Combining ranges and performance

Range filters can be combined with boolean expressions (e.g. category = ‘X’ AND price < 500). Performance depends on selectivity and whether the engine has secondary indexes for the range fields.

For time-based filters (e.g. last 7 days), partitioning by time or using namespaces can help limit the search space. Trade-off: range indexes add build time and storage; post-filtering avoids that but may require requesting more k to get enough results after filtering. Practical tip: index all fields used in range predicates; prefer bounded ranges (BETWEEN, <= / >=) when the engine can use them efficiently.

Frequently Asked Questions

What is a range query on metadata?

Filtering by numeric or ordered values: e.g. price > 100, created_at BETWEEN ..., score >= 0.8. Extends metadata filtering beyond equality for “recent items,” “within budget,” or confidence thresholds.

How do VDBs implement range filters?

Often via secondary indexes (B-trees, LSM, or columnar scans) on the filtered fields.

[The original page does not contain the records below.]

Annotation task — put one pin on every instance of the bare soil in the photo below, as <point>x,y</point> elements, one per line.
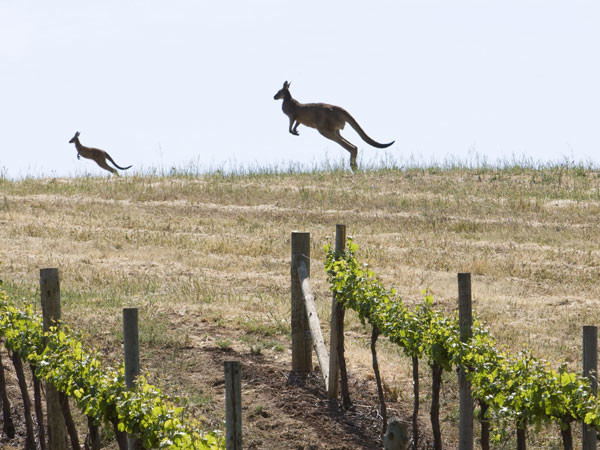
<point>281,410</point>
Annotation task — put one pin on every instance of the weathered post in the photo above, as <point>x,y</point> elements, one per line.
<point>590,370</point>
<point>465,317</point>
<point>131,350</point>
<point>301,340</point>
<point>233,405</point>
<point>50,298</point>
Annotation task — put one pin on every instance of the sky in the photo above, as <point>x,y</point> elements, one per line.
<point>190,84</point>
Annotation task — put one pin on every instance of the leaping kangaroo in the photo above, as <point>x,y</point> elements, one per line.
<point>327,119</point>
<point>100,156</point>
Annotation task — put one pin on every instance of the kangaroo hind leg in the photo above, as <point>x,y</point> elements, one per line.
<point>102,163</point>
<point>337,137</point>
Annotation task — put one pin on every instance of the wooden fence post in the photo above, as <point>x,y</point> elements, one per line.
<point>337,324</point>
<point>233,405</point>
<point>590,370</point>
<point>465,315</point>
<point>301,340</point>
<point>50,298</point>
<point>131,350</point>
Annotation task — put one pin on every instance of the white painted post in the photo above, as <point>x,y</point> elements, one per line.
<point>131,349</point>
<point>465,314</point>
<point>590,370</point>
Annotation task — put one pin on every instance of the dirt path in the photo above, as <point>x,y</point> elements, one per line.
<point>281,410</point>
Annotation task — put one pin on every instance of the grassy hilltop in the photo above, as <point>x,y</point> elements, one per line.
<point>206,258</point>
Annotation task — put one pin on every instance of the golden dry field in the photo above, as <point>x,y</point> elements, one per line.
<point>206,258</point>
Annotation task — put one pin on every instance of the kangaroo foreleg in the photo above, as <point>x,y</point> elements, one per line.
<point>294,127</point>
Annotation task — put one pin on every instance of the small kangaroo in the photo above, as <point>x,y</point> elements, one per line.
<point>327,119</point>
<point>100,156</point>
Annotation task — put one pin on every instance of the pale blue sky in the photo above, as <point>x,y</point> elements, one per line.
<point>161,84</point>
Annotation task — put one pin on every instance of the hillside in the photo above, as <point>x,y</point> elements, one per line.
<point>206,258</point>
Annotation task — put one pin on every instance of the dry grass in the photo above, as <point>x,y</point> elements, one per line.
<point>215,248</point>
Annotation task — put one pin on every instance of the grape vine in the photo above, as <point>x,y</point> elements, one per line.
<point>101,394</point>
<point>514,388</point>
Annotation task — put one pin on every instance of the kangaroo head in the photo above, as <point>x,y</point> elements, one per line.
<point>74,138</point>
<point>283,92</point>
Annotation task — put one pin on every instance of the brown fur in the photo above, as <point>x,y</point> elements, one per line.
<point>327,119</point>
<point>95,154</point>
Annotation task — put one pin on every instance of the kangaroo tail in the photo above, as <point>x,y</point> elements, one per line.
<point>115,164</point>
<point>362,134</point>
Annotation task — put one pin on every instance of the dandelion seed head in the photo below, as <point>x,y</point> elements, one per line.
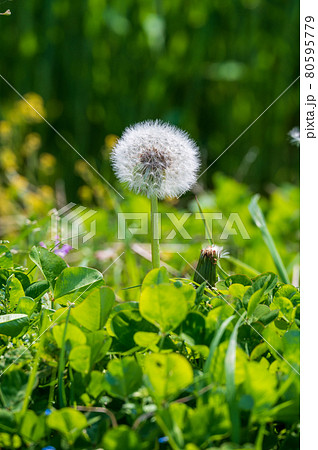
<point>154,158</point>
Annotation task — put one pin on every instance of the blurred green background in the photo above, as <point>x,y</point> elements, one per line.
<point>93,67</point>
<point>210,67</point>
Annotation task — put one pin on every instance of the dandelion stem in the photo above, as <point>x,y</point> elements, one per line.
<point>155,249</point>
<point>62,395</point>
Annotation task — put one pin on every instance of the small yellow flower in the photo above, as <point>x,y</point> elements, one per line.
<point>47,163</point>
<point>85,193</point>
<point>8,160</point>
<point>34,203</point>
<point>111,141</point>
<point>47,193</point>
<point>81,167</point>
<point>31,144</point>
<point>19,182</point>
<point>34,112</point>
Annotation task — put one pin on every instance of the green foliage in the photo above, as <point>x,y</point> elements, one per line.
<point>194,368</point>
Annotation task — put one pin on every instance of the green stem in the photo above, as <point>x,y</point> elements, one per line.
<point>62,395</point>
<point>33,373</point>
<point>155,249</point>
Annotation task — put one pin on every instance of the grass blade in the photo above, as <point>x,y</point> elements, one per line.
<point>230,362</point>
<point>215,342</point>
<point>259,220</point>
<point>208,231</point>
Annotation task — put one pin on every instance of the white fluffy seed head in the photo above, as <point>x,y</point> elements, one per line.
<point>154,158</point>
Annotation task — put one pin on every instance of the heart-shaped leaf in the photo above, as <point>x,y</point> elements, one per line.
<point>50,264</point>
<point>13,324</point>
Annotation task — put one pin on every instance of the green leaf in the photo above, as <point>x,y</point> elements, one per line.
<point>32,427</point>
<point>7,421</point>
<point>230,363</point>
<point>260,222</point>
<point>13,388</point>
<point>255,299</point>
<point>50,264</point>
<point>121,437</point>
<point>22,277</point>
<point>6,261</point>
<point>126,323</point>
<point>80,358</point>
<point>272,279</point>
<point>167,374</point>
<point>164,305</point>
<point>257,285</point>
<point>123,377</point>
<point>146,339</point>
<point>69,422</point>
<point>13,324</point>
<point>215,342</point>
<point>268,317</point>
<point>237,290</point>
<point>100,343</point>
<point>26,305</point>
<point>238,279</point>
<point>285,306</point>
<point>154,277</point>
<point>73,279</point>
<point>260,384</point>
<point>94,311</point>
<point>37,289</point>
<point>193,326</point>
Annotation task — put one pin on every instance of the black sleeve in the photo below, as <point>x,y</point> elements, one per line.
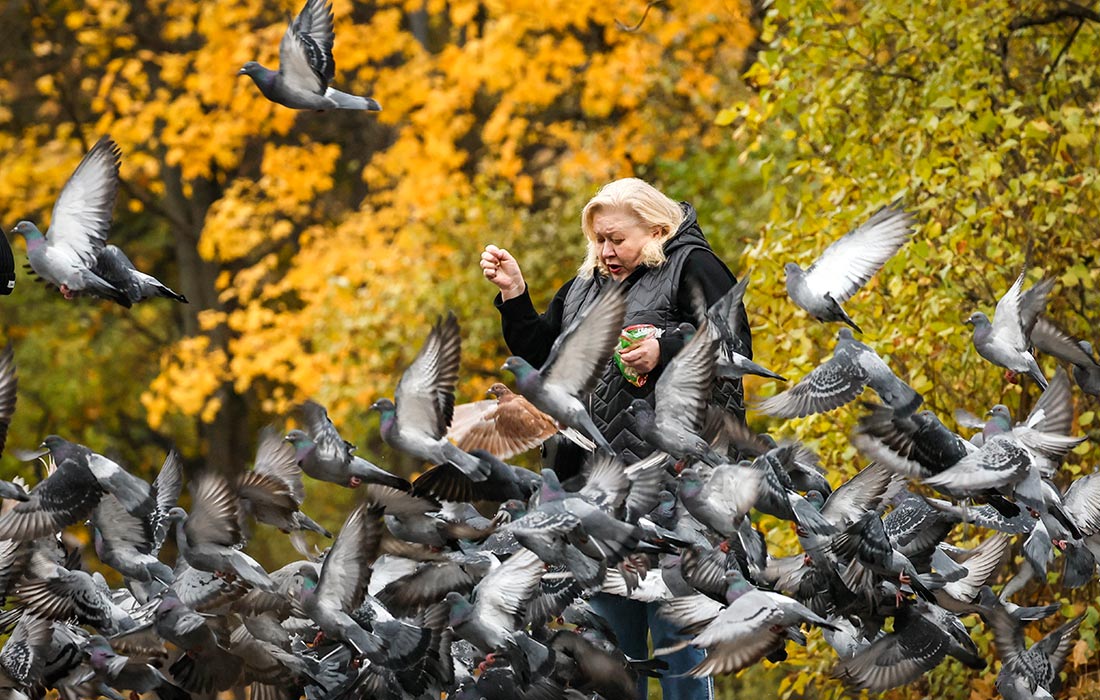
<point>527,332</point>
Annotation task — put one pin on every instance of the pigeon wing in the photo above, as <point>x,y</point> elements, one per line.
<point>832,384</point>
<point>853,260</point>
<point>581,351</point>
<point>897,658</point>
<point>425,395</point>
<point>275,458</point>
<point>503,595</point>
<point>347,568</point>
<point>296,55</point>
<point>215,515</point>
<point>1056,342</point>
<point>314,28</point>
<point>8,384</point>
<point>682,391</point>
<point>81,216</point>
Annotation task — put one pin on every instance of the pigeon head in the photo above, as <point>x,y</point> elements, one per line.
<point>31,232</point>
<point>518,367</point>
<point>978,319</point>
<point>303,444</point>
<point>461,609</point>
<point>691,483</point>
<point>385,406</point>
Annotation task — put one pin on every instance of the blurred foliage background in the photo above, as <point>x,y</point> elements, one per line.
<point>318,248</point>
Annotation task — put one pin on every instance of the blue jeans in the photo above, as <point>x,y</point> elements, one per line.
<point>633,622</point>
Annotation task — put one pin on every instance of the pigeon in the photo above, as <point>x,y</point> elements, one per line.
<point>847,264</point>
<point>754,624</point>
<point>112,265</point>
<point>498,603</point>
<point>78,228</point>
<point>272,492</point>
<point>680,397</point>
<point>325,456</point>
<point>306,66</point>
<point>726,318</point>
<point>1004,341</point>
<point>204,666</point>
<point>506,425</point>
<point>69,494</point>
<point>9,382</point>
<point>339,590</point>
<point>1048,338</point>
<point>576,360</point>
<point>923,635</point>
<point>1031,671</point>
<point>839,380</point>
<point>23,657</point>
<point>415,422</point>
<point>208,537</point>
<point>7,268</point>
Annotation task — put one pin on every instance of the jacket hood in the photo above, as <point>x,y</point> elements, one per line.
<point>689,232</point>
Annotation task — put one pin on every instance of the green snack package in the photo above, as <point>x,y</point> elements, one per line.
<point>629,336</point>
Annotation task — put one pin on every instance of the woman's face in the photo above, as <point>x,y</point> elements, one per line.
<point>619,238</point>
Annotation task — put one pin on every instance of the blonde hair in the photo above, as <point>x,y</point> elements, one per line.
<point>648,204</point>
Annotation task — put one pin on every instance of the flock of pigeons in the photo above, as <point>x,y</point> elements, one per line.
<point>421,594</point>
<point>471,581</point>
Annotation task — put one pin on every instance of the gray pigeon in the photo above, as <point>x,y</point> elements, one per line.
<point>306,66</point>
<point>680,396</point>
<point>326,456</point>
<point>1048,338</point>
<point>113,265</point>
<point>69,494</point>
<point>1005,340</point>
<point>1031,671</point>
<point>923,635</point>
<point>209,537</point>
<point>735,636</point>
<point>839,380</point>
<point>576,360</point>
<point>343,579</point>
<point>416,420</point>
<point>847,264</point>
<point>23,657</point>
<point>78,228</point>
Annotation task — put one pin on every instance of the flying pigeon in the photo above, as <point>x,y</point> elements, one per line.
<point>576,360</point>
<point>69,494</point>
<point>1031,671</point>
<point>78,228</point>
<point>847,264</point>
<point>114,266</point>
<point>680,396</point>
<point>506,425</point>
<point>1005,340</point>
<point>7,268</point>
<point>754,624</point>
<point>839,380</point>
<point>1048,338</point>
<point>923,635</point>
<point>416,420</point>
<point>210,535</point>
<point>306,66</point>
<point>323,455</point>
<point>330,599</point>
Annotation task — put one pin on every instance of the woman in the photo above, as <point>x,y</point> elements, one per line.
<point>639,237</point>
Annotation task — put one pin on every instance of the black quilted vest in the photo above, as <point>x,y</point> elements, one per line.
<point>650,299</point>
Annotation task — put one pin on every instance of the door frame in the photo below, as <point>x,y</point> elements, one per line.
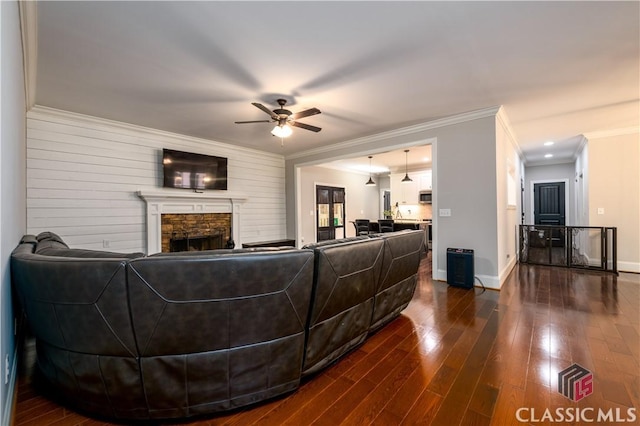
<point>568,213</point>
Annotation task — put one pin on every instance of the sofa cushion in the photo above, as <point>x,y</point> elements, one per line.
<point>83,253</point>
<point>345,281</point>
<point>50,236</point>
<point>333,242</point>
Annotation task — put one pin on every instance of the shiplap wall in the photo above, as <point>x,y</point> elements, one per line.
<point>83,173</point>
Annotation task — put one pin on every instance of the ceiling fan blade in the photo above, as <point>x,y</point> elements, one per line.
<point>305,126</point>
<point>265,109</point>
<point>305,113</point>
<point>256,121</point>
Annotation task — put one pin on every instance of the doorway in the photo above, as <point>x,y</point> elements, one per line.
<point>549,210</point>
<point>330,212</point>
<point>549,203</point>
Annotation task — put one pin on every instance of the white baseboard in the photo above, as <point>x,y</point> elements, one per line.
<point>489,281</point>
<point>629,267</point>
<point>7,410</point>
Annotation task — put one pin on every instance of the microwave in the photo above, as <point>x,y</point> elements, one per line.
<point>425,197</point>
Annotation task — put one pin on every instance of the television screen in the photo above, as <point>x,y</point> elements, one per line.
<point>193,171</point>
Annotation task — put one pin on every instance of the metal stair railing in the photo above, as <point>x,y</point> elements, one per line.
<point>587,247</point>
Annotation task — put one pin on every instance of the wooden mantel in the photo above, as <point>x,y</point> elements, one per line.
<point>168,201</point>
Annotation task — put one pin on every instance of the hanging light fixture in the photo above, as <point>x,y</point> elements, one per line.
<point>406,177</point>
<point>370,182</point>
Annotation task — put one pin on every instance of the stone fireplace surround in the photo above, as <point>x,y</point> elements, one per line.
<point>186,202</point>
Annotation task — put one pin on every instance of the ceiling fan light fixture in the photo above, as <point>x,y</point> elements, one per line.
<point>282,131</point>
<point>406,177</point>
<point>370,182</point>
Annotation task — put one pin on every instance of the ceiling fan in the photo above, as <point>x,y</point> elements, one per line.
<point>285,119</point>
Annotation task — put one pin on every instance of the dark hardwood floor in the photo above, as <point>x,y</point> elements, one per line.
<point>456,356</point>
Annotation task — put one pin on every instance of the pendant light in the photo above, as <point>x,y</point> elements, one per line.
<point>406,177</point>
<point>370,182</point>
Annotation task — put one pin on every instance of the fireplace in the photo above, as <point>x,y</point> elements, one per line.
<point>195,231</point>
<point>191,208</point>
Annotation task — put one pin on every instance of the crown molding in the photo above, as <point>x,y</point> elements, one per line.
<point>613,132</point>
<point>502,117</point>
<point>580,147</point>
<point>44,113</point>
<point>403,131</point>
<point>28,11</point>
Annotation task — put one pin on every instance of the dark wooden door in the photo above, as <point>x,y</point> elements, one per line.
<point>330,212</point>
<point>548,207</point>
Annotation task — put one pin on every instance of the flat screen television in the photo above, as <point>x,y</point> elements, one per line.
<point>193,171</point>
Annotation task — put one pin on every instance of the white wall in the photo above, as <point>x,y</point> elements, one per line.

With pre-filtering the range is applied before/during search; with post-filtering after retrieval. See why pre-filtering is hard for ANN for the structural reasons.

Can I combine range with other conditions?

Yes. Use boolean expressions (e.g. category = ‘X’ AND price < 500). Secondary indexes on range fields improve performance.

What about time-based filters?

Partitioning by time or using namespaces can limit the search space for “last 7 days” style filters. Check your VDB for time-partitioning and index support.